The Eurasian beaver.

 

Ce qui frappe lorsque l'on explore le pays du castor, c'est l'absence de traces exploitables. Malgré le poids important du rongeur, les bonnes impressions sont rares, car l'animal les efface en partie avec sa queue, ou à défaut avec une branche ou un rondin. Si la recherche des traces demeure donc une tâche particulièrement ingrate, celle des signes associés, elle, se révèle plus facile. Branches coupées, écorcées, arbre abattus ou en cours d'abattage, parsèment son habitat. Le castor sectionne, fractionne, piétine, traîne, écorce avec un réel enthousiasme et une remarquable pugnacité. Les essences qu'il préfère sont heureusement celles qui poussent rapidement, comme les représentants de la grande famille des salicacés*. Il ne dédaigne toutefois pas d'autres variétés et peut effectuer, à la faveur de la nuit, quelques raids dans les vergers . Des expéditions qui, bien entendu, desservent la réputation de notre bûcheron. Toutefois, notre castor indigène semble plus respectueux de l'habitat humain que son confrère du nouveau monde : le "canadensis". Ce dernier construit des barrages, des huttes pharaoniques, qui inondent parfois les routes et autres infrastructures. Notre castor européen tire son bonheur d'un simple terrier, auquel il ajoute parfois une petite touche végétale, à grand renfort de branches coupées. Parmi les "services" assurés par le rongeur, on notera également : le creusement de canaux pour pénétrer toujours plus loin à l'intérieur des terres, l'édification d'écluses artisanales pour en contrôler le niveau, ainsi que les fameuses "balises odorantes" humectée de castoréum. Une substance aux multiples vertus, utilisée entre autre, jadis, dans le traitement des femmes hystériques... (dixit : L'encyclopédie de Diderot et d'Alembert). En réalité le castoréum n'est ni plus ni moins qu'un vulgaire code-barres olfactif, une barrière contre les intrus.
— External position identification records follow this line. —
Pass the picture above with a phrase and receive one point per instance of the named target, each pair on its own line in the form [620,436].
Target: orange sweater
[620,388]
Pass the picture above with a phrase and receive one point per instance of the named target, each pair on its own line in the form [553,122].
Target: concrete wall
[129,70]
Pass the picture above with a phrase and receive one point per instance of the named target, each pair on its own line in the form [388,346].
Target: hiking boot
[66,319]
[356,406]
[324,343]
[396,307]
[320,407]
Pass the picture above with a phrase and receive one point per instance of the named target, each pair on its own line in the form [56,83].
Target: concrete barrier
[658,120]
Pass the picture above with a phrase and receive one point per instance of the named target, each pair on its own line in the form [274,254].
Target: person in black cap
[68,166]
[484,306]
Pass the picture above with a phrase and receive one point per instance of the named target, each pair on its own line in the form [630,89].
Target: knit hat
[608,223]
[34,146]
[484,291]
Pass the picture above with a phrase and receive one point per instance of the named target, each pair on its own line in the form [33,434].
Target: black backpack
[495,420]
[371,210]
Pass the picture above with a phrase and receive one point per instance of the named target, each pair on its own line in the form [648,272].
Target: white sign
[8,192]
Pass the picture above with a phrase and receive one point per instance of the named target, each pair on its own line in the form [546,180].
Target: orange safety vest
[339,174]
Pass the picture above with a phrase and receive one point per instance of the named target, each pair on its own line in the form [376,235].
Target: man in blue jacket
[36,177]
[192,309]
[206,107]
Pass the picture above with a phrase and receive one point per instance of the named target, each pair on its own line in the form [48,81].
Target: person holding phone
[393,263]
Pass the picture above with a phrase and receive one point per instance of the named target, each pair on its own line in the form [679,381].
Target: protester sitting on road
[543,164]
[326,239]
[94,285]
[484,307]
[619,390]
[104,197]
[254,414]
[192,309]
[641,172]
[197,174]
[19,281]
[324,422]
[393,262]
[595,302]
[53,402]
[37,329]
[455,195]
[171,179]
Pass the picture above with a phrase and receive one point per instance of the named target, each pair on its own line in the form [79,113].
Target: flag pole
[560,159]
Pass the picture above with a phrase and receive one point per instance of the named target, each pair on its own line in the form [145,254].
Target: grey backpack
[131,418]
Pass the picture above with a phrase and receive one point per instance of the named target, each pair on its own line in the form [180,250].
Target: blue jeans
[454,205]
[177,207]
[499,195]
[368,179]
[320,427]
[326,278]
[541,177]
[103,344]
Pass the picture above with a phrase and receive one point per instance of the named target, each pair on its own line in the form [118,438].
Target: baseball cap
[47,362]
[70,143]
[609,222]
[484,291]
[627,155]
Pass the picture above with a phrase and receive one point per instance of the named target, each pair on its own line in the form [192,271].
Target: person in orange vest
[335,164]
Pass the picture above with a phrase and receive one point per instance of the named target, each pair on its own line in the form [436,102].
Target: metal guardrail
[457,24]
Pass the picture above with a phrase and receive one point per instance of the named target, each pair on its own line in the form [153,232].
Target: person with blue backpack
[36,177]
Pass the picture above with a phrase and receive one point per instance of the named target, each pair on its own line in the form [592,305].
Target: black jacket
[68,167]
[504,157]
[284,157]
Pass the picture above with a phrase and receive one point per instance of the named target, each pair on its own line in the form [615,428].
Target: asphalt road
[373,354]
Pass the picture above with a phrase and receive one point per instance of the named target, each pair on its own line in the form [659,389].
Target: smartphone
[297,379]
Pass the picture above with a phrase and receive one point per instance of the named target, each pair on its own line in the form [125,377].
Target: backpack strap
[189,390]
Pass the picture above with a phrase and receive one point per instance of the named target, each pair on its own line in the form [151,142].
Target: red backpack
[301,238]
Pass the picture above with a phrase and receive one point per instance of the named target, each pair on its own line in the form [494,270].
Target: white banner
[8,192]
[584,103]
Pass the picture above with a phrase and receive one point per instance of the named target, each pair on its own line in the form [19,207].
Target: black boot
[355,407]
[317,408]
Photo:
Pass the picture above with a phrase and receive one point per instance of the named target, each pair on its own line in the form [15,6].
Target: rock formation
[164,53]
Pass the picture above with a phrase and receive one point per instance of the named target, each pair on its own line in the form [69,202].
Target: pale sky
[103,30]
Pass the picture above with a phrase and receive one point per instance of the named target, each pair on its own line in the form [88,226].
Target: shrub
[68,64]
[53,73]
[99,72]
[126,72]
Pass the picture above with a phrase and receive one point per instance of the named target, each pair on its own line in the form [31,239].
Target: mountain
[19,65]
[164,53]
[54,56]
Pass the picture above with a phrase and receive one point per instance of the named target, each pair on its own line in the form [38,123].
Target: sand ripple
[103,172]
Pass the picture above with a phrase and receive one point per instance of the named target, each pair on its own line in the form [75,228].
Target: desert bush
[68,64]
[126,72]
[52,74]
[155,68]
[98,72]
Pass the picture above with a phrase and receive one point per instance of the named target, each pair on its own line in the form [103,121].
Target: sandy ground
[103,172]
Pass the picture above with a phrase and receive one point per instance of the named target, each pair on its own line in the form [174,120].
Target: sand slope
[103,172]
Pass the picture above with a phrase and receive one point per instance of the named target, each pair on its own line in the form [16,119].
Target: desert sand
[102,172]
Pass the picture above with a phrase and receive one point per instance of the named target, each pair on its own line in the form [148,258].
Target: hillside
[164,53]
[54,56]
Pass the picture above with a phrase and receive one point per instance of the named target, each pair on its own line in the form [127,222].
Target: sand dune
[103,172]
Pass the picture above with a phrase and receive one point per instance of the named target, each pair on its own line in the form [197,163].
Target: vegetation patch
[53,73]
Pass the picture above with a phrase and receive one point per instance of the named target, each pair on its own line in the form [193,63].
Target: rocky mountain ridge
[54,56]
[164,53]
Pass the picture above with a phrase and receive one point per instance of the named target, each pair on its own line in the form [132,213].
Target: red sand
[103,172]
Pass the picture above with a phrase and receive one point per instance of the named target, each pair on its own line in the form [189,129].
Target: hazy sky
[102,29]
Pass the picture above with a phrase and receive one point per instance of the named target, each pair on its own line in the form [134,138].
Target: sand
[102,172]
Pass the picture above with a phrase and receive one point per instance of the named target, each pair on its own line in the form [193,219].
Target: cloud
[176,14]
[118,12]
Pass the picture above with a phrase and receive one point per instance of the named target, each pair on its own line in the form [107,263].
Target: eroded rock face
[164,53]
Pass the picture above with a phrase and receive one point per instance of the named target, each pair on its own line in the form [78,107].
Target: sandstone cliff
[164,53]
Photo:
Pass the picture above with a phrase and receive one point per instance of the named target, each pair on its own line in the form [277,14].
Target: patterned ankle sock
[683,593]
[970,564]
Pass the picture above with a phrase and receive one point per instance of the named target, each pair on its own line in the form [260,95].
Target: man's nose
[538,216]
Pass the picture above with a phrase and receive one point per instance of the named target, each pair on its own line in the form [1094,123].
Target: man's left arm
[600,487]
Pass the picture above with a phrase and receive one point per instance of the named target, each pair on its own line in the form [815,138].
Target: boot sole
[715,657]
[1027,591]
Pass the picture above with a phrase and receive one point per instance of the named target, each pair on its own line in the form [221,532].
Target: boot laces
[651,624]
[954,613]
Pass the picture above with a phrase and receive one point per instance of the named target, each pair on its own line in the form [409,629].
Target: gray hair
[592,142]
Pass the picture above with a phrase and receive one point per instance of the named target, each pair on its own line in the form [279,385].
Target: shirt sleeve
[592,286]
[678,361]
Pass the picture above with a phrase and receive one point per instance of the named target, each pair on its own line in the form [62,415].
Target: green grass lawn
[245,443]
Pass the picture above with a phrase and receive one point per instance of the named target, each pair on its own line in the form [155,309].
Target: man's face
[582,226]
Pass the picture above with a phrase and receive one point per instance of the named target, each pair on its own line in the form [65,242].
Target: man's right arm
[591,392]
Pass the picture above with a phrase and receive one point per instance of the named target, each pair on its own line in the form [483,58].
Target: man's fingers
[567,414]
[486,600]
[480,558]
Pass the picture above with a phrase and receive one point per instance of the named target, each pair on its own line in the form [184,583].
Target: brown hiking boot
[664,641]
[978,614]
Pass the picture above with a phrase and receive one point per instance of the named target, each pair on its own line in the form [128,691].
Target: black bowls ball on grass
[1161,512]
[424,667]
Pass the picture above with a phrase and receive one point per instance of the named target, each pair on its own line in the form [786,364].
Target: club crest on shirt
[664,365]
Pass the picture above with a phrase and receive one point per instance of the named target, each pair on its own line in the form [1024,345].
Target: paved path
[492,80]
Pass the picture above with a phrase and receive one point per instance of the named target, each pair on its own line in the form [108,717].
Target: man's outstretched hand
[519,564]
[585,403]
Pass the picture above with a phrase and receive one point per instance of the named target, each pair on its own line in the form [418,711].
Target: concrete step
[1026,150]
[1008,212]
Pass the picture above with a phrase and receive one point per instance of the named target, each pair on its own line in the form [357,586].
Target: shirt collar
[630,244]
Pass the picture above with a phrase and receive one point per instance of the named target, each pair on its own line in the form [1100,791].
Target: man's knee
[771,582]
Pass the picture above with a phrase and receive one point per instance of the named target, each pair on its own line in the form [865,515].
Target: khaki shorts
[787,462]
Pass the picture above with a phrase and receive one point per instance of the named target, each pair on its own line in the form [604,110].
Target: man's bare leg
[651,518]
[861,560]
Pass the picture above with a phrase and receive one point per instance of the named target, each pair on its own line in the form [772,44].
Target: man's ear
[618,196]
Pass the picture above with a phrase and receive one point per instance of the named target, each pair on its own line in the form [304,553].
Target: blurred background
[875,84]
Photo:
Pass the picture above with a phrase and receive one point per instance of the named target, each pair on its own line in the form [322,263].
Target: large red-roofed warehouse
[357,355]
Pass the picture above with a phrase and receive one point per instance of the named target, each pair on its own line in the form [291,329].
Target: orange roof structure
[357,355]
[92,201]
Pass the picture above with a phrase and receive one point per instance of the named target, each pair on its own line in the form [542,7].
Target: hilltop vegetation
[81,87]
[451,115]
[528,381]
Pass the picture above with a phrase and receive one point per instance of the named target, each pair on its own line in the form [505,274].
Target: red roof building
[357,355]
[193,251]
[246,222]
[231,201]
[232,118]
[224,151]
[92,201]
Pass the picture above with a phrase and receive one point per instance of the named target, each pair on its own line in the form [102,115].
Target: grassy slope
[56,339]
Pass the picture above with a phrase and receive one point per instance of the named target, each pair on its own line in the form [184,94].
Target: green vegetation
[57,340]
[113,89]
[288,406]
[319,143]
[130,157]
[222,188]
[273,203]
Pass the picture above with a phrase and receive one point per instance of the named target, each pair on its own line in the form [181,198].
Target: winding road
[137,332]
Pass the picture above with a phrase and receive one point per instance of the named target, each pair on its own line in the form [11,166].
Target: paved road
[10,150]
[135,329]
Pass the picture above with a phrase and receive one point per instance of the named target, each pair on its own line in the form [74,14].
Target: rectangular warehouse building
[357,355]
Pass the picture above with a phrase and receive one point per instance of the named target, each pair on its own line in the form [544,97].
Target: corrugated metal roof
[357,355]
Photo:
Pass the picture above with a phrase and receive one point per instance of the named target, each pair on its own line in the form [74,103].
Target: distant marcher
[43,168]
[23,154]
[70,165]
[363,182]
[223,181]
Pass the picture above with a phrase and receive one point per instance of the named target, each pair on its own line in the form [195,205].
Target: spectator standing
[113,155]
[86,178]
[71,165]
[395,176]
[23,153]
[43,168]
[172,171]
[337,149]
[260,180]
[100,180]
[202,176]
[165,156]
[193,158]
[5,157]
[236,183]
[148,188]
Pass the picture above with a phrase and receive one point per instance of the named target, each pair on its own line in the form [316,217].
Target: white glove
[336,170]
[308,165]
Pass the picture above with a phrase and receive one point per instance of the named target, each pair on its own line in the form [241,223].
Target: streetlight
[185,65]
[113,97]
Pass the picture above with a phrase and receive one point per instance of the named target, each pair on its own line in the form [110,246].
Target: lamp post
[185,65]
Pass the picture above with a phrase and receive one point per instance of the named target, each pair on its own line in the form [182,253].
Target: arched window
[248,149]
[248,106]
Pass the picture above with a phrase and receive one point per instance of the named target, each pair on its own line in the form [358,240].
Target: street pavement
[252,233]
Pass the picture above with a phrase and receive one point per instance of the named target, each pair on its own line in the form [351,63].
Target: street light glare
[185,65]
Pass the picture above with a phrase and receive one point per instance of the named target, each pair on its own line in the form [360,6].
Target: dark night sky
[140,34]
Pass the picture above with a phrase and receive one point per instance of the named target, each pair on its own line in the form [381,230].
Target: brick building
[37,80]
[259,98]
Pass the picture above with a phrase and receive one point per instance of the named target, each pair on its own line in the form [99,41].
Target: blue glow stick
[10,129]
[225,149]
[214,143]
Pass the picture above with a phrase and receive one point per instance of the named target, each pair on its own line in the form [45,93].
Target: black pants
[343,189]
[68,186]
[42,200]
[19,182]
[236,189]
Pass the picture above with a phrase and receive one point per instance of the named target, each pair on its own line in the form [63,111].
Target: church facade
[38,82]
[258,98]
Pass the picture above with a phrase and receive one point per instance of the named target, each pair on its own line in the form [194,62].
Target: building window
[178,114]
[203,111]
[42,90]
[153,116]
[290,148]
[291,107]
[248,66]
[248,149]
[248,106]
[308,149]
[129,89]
PA : 5 doigts non palmés. Le doigt 1 est réduit et son impression manque parfois. Les griffes sont larges, rondes et émoussées, sauf celle du doigt 1 qui est plus pointue. La main présente, près du poignet, une buttée calleuse constituée de plusieurs éléments fusionnés. Cette dernière, accompagnée d'un doigt opposable, assiste probablement l'animal lors de ses activités d'écorçage. La "main" du castor est rarement visible dans la piste du castor car elle est souvent recouverte par l'énorme pied postérieur du rongeur.

PP : 5 doigts. Une palmure distale relie chaque doigt mais cette dernière n'est pas toujours visible dans la trace. Le pied du castor, de grande dimension, peut dépasser les 15 cm. Les griffes sont larges et rondes. La griffe du doigt 2, bifide, joue le rôle de peigne lors de l'entretien du pelage. Les doigts sont rarement tous présents dans l'empreinte ( dans ce cas confusion possible avec de grands oiseaux comme l'oie ou le héron)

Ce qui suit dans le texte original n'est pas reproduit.